A In G1 (and G0), the mother centriole [1] and daughter centriole [2] are linked. The mother centriole is modified with distal and subdistal appendages and functions as a basal body, which docks to the plasma membrane. The ciliary axoneme extends from the basal body, protruding from the cell surface. The cilium persists into G2/M-phase but is disassembled prior to cytokinesis. Centrioles duplicate in S-phase, with centrioles [3, 4] growing off the original mother [1] and daughter [2] centrioles. These new centrioles mature during G2-phase. The tether (cohesion fibers) connecting the mother [1] and daughter [2] centrioles breaks at the beginning of M-phase, with the two centriole pairs [1 and 3, 2 and 4] later acting as MTOCs during chromosome separation. Each daughter cell receives a new mother/daughter centriole pair, and the cycle begins again. B The primary cilium consists of a microtubule-based axoneme extending from the basal body, a mother centriole modified by distal and subdistal appendages. The cilium is enriched in signaling receptors and effectors. Transport of molecules in and out of the cilium is regulated by the transition zone and mediated by IFT machinery. Created with BioRender.com.

Fig. 2. Dysfunction of ciliary proteins leads to a wide range of ciliopathies.

Mutations in genes encoding proteins required for ciliary assembly and/or function lead to the development of ciliopathies, such as the above examples of autosomal dominant polycystic kidney disease, orofacialdigital syndrome 1, and Alström syndrome. Despite affecting the same organelle, these mutations affect a variety of organ systems and cause distinct disease phenotypes. Abbreviations: PC1 polycystin 1, PC2 polycystin 2, PKD1 polycystic kidney disease 1, OFD1 orofacialdigital syndrome 1 protein, ALMS1 Alström syndrome 1. PKD1 is the gene encoding PC1. Created with BioRender.com.

Fig. 3. Hedgehog signaling at the cilium in tumorigenesis.

A In the off state, SMO entry to the cilium is restricted by PTCH1. SUFU sequesters GLI transcription factors at the tip of the cilium. GLI factors are also phosphorylated by a complex of GSK3β, PKA, and CK1, promoting their partial processing to GLI repressors. B Upon Hh ligand binding to PTCH1, SMO may enter the ciliary membrane and suppress SUFU, relieving the suppression of GLI. Full-length activatory GLI can enter the nucleus and drive target gene transcription.
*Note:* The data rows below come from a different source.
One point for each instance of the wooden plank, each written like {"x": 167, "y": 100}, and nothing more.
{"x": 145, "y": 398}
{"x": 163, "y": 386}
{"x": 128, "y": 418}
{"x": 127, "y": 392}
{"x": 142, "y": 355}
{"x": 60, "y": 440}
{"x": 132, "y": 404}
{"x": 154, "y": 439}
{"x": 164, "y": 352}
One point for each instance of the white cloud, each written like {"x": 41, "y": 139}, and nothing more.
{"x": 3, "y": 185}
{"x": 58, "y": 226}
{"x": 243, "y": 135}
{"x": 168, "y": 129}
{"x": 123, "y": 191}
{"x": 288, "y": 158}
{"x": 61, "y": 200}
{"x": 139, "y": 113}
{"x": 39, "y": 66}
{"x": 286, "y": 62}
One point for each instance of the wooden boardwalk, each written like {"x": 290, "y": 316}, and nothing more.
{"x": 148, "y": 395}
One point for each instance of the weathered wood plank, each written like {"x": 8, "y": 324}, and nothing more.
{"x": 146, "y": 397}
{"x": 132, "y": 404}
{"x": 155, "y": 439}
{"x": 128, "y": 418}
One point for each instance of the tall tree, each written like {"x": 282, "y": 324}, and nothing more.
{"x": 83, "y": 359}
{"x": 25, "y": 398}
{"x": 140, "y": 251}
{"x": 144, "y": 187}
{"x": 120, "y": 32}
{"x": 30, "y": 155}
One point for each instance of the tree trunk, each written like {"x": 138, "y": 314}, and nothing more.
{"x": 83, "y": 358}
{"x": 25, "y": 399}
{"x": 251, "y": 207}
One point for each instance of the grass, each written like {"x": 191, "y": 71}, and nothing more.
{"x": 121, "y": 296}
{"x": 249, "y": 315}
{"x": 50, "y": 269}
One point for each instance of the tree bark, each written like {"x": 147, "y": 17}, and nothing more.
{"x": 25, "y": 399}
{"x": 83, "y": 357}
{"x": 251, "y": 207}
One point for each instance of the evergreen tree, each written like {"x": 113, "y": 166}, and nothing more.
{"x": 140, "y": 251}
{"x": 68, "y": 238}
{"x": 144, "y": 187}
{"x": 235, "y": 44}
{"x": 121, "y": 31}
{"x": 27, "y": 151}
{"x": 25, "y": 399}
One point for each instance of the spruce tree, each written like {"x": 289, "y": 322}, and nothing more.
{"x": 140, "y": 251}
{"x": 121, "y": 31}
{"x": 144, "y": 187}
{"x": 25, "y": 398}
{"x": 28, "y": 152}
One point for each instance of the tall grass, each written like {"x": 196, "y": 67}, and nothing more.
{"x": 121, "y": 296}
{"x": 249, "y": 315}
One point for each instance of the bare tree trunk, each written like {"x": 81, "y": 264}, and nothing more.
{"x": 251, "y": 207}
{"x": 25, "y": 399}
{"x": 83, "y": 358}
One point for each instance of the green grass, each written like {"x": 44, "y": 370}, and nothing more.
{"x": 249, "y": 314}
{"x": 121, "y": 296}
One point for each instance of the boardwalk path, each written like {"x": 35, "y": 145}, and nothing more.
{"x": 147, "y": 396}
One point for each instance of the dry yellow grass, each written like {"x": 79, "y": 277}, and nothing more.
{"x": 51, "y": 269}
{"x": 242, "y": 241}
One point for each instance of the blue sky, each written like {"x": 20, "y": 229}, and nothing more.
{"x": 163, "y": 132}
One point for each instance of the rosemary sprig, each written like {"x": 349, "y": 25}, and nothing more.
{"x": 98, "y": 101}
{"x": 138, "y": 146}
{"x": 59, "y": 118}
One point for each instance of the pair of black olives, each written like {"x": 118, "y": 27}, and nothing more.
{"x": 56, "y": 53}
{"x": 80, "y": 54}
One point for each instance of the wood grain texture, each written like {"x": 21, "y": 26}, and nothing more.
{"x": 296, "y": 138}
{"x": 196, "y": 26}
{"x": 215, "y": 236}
C Models of medulloblastoma and BCC with constitutive ciliary SMO localization show increased cell proliferation and tumor development, which was inhibited by ciliary ablation via KIF3A deletion. D Models of medulloblastoma and BCC with constitutively active GLI2 display increased cell proliferation. Tumor development was observed earlier upon cilia ablation via KIF3A deletion, but also occurred in the presence of cilia [19, 20]. Abbreviations: CK1 casein kinase 1, GLI-A activatory GLI, GLI-R repressor GLI, GSK3β = glycogen synthase kinase 3β. Created with BioRender.com.

Fig. 4. Cilia and ciliary signaling contribute to therapeutic resistance.

Ciliary Hh signaling promotes the transcription of genes associated with therapeutic resistance, including those promoting survival, stem cell behavior, and drug efflux. Ciliogenesis-promoting pathways, such as activation of the DNA damage response upon chemotherapeutic treatment, enhance ciliary signaling and consequently drive resistance. Created with BioRender.com.

Fig. 5. The many faces of cilia in cancer.

Primary cilia have been implicated in many of the hallmarks of cancer [33]. Tumors can display different dependencies on cilia and ciliary signaling, requiring investigation into individual patients and subtypes. Cilia could represent a novel target to restrict cancer progression in those tumors which are dependent on ciliary signaling. Created with BioRender.com.